Nie będę miała żadnego współczucia dla siebie, żyjąc zgodnie z powołaniem osoby prowadzącej życie pokutnicze, która chce zdobyć niebo przemocą.

Będę się trudzić niezmordowanie dla chwały Bożej i dla świętego Zakonu. By ulżyć innym w ich zmęczeniu, będę podejmowała się robić wszystko, co mogę i zając się tylko moimi obowiązkami. Zostawię nadzór towarzyszącej [mi siostrze], ograniczając się tylko do pracy, służ by, stawania się coraz pokorniejszą i bycia używaną jako najmniej znacząca w klasztorze; by być jak to powiedziała (stwierdzam to całym sercem) wielka Magdalena de'Pazzi, szlachetnie urodzona, delikatna, młoda, ale wielka pokutnica i [osoba] bardzo pokorna: "Chcę być ścierką klasztorną". Mój Boże, to i całą resztę uczynię z Twoją łaską. Lecz jeśli Ty byś się ode mnie oddalił, uczynię więcej zła, niż teraz obiecuję czynić dobra. Oby mi się to na me nieszczęście nie przydarzyło, czego się bardzo obawiam, ale o wiele bardziej wierzę Tobie. Starała się będę zawsze trwać zjednoczona z Tobą i bała się będę oddalić od Ciebie choćby na moment, gdyż przez jeden moment oddzielenia mogę Cię stracić, a tracąc Ciebie, tracę wszystko.

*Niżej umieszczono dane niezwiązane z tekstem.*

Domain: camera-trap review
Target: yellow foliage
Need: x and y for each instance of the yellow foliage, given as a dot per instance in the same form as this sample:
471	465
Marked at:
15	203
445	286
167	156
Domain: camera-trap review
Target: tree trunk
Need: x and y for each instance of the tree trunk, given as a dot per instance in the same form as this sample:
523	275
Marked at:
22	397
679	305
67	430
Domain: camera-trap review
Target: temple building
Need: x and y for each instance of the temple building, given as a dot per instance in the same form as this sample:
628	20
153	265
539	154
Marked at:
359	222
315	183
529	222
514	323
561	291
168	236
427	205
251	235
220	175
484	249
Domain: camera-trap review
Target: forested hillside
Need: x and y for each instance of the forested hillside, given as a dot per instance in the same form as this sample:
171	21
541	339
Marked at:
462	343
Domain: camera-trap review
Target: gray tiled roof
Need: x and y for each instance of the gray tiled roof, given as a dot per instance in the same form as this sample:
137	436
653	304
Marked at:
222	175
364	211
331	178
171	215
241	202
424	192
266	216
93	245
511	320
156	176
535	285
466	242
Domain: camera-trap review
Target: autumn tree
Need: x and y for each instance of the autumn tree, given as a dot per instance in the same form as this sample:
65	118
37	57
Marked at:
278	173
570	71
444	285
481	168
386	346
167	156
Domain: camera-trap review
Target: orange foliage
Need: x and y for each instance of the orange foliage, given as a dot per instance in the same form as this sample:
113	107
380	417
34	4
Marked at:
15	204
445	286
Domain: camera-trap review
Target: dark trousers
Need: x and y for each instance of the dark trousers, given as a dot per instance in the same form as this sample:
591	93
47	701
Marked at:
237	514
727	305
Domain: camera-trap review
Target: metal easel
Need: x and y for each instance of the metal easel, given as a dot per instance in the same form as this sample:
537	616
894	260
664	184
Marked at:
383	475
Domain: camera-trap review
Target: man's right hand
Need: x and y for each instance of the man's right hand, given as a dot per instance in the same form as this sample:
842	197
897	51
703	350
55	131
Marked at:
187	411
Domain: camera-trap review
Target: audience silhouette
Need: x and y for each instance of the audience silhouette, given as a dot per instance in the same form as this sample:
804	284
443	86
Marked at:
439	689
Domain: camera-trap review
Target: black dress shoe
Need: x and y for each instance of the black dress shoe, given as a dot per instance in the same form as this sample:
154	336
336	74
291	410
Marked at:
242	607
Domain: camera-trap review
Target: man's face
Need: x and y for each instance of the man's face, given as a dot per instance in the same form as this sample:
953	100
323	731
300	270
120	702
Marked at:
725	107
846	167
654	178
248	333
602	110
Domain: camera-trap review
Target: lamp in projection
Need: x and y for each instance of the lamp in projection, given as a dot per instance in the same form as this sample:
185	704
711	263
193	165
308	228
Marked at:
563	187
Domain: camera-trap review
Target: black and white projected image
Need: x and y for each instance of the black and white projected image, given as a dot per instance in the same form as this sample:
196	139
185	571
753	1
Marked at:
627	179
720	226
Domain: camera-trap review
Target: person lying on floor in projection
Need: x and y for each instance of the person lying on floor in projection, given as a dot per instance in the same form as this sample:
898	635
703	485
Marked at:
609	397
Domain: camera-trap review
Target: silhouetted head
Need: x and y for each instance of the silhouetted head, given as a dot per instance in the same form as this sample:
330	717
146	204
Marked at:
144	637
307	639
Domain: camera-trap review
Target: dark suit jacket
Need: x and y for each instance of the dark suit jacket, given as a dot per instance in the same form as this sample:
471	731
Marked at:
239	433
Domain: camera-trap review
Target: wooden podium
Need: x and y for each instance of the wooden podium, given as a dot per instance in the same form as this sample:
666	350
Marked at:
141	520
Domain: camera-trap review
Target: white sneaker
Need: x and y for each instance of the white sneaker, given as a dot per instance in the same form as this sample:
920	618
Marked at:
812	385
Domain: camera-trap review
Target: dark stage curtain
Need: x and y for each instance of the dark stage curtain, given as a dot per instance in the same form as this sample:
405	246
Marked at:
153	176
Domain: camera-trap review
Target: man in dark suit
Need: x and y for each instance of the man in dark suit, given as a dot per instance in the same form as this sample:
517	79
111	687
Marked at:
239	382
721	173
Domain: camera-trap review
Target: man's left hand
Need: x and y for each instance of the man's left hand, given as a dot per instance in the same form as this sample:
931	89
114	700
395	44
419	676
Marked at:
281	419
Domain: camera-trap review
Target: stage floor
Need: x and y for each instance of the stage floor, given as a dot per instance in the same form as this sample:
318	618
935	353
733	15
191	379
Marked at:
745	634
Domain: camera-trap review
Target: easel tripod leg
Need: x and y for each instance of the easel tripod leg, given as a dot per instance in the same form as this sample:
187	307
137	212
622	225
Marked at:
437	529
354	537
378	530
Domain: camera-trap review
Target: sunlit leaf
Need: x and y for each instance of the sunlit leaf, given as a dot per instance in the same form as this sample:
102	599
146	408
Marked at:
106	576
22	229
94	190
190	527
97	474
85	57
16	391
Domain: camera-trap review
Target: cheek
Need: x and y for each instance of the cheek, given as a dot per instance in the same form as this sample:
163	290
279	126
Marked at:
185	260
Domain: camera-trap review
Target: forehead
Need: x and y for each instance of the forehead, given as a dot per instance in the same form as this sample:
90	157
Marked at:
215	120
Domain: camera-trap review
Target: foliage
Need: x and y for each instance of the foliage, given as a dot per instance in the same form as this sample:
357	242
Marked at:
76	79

Chcę w ten sposób umniejszać się ze świętymi uczuciami, aż do duchowej agonii, przez którą chcę zniszczyć całą moją miłość własną i moje skłonności, żądze i wolę. Tak chcę umrzeć na krzyżu tą świętą śmiercią Jezusa, którą umierają na Kalwarii wraz z Oblubieńcem dusze rozkochane. Umierają śmiercią boleśniejszą, niż śmierć ciała, aby następnie zmartwychwstać z Jezusem triumfującym w niebie.

Szczęśliwa będę, jeśli będę praktykować tę świętą śmierć! Będę ją błogosławiła w mym ostatnim momencie z wielką pociechą.

Niech Jezus będzie zawsze ze mną. Jezu, niech moim ostatnim słowem będzie Twoje imię. Jezu, niech moim ostatnim tchnieniem będzie Twoja miłość. Amen. Koniec. Módl się za mnie!

Źródło: Przeżyć własną śmierć. Sylwetka duchowa i wybrane pisma św. Pawła od Krzyża, pod red. W. Linke C.P., Warszawa 1999.